AB Dış İlişkiler ve Güvenlik Politikası Yüksek Temsilcisi Josep Borrell, toplantının ardından düzenlediği basın toplantısında, Brüksel-Ankara hattındaki başlıca gerginlik noktalarından biri olan sondaj krizine ilişkin AB'nin bazı yeni "önlemler" alabileceğini açıkladı.
Dışişleri bakanlarının Türkiye ile AB arasındaki "tansiyonun düşürülmesine katkı sağlayabilecek yeni yollar bulunması" ve "ilişkinin gerilmesine neden olan konularda uzlaşmaya varılması" için kendisinden talepte bulunduğunu belirten Borrell, "Ayrıca Türkiye'nin Doğu Akdeniz'deki faaliyetleri dâhil, eylemlerinin sonucu olarak karşılaştığımız güçlüklere cevaben ekstradan alınabilecek uygun önlemler konusunda seçenekler hazırlayacağım" dedi. Borrell "Bu sırada, Kıbrıs'ın talebi doğrultusunda mevcut yaptırımlar çerçevesinde listeye ek yapılması konusunda çalışmalar da sürecek" diye ekledi.
AB geçen Şubat ayında Kıbrıs açıklarındaki sondaj faaliyetleri nedeniyle Türkiye Petrolleri Anonim Ortaklığı'nın (TPAO) iki yöneticisini yaptırım listesine almıştı. Bu kapsamda seyahat yasağı uygulanan iki TPAO yöneticisinin AB’deki mal varlıklarının da dondurulmasına karar verilmişti.
Borrell, dışişleri bakanlarının bugünkü toplantıda konuyla ilgili henüz bir karar almadığını, konunun bir sonraki buluşmada tekrar ele alınacağını sözlerine ekledi. AB dışişleri bakanlarının bir sonraki toplantısı gelecek ay Almanya'nın başkenti Berlin'de yapılacak.

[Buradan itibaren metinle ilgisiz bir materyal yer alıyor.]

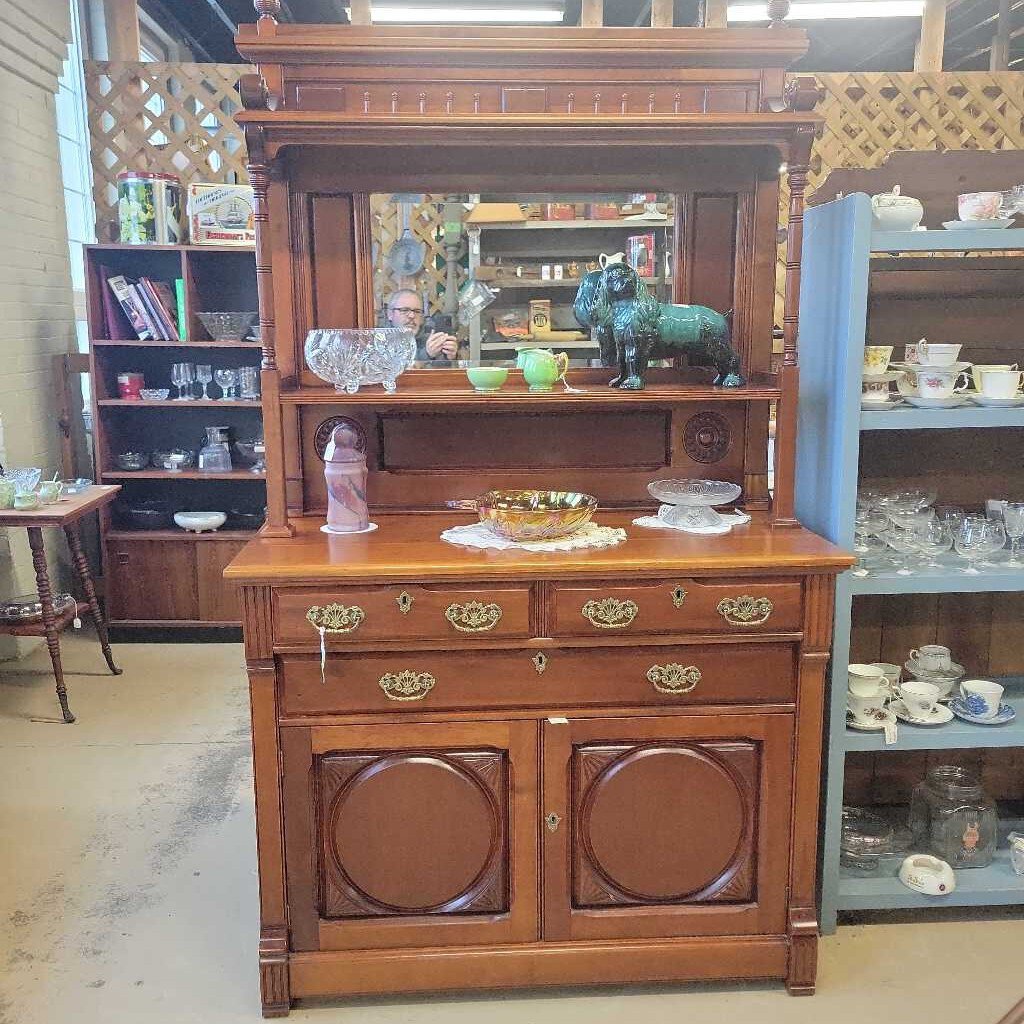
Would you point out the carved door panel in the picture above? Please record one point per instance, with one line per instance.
(412, 835)
(665, 826)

Borrell, basın toplantısındaki açıklamalarında, Ankara ile "ilişkileri güçlendirip geliştirmek istediklerini", Türkiye'yi "AB için önemli bir ülke olarak gördüklerini yinelediklerini", ancak bunun "AB değerleri, ilkeleri ve çıkarları doğrultusunda olması gerektiğini" belirtti.
Ayasofya kınaması
AB dışişleri bakanlarının Brüksel'deki toplantısında Ayasofya'nın camiye dönüştürülmesi kararı da ele alındı. Borrell, salgın sürecinde ilk kez yüz yüze toplantı gerçekleştiren dışişleri bakanlarının, "Türkiye'nin Ayasofya gibi simgesel bir abideyi dönüştürme kararını kınadığını" söyledi.

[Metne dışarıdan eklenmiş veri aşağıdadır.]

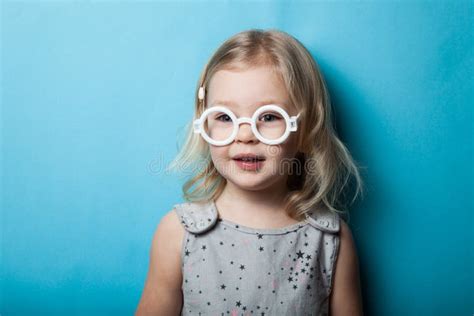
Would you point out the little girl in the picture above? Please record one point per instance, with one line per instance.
(261, 232)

Borrell, toplantının ardından yaptığı açıklamada, "Bu karar kaçınılmaz olarak güvensizliği körükleyip dini topluluklar arasındaki yeni bölünmelere önayak olurken diyalog ve işbirliğine yönelik çabalarımızı da baltalayacak" dedi. Borrell, "bu kararın acilen gözden geçirilip iptal edilmesi için Türk makamlarına çağrıda bulunulması doğrultusunda yaygın destek" olduğunu belirtti.
Brüksel'deki toplantıya katılan Avusturya Dışişleri Bakanı Alexander Schallenberg ise Türkiye'nin Ayasofya kararını "provokasyon silsilesinin son halkası" olarak tanımlarken Ankara'nın "Avrupa için güvenilir bir ortak olmadığının açık olduğunu" söyledi.

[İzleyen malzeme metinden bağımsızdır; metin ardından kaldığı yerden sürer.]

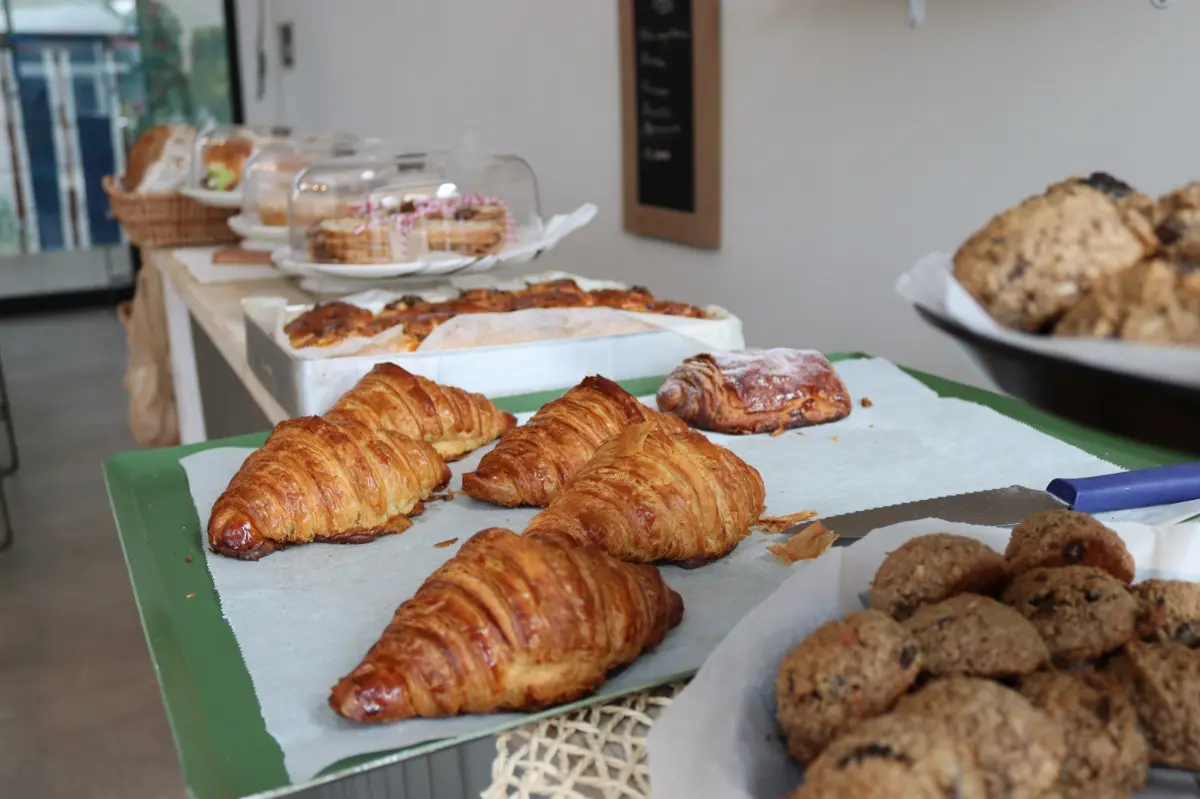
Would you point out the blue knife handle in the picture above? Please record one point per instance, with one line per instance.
(1138, 488)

Ancak Almanya Dışişleri Bakanı Heiko Maas, Türkiye'nin Avrupa için hâlen "stratejik öneme" sahip olduğunu ve Ankara'yla diyaloğu sürdürmenin büyük önem arz ettiğini belirtti. Maas, "Ancak Akdeniz'deki sondaj gibi, AB üyesi ülkelerin çıkarlarını etkilediği noktalarda Türkiye'den olumlu sinyaller beklediğimizi de açıkça ifade ettik" diye ekledi.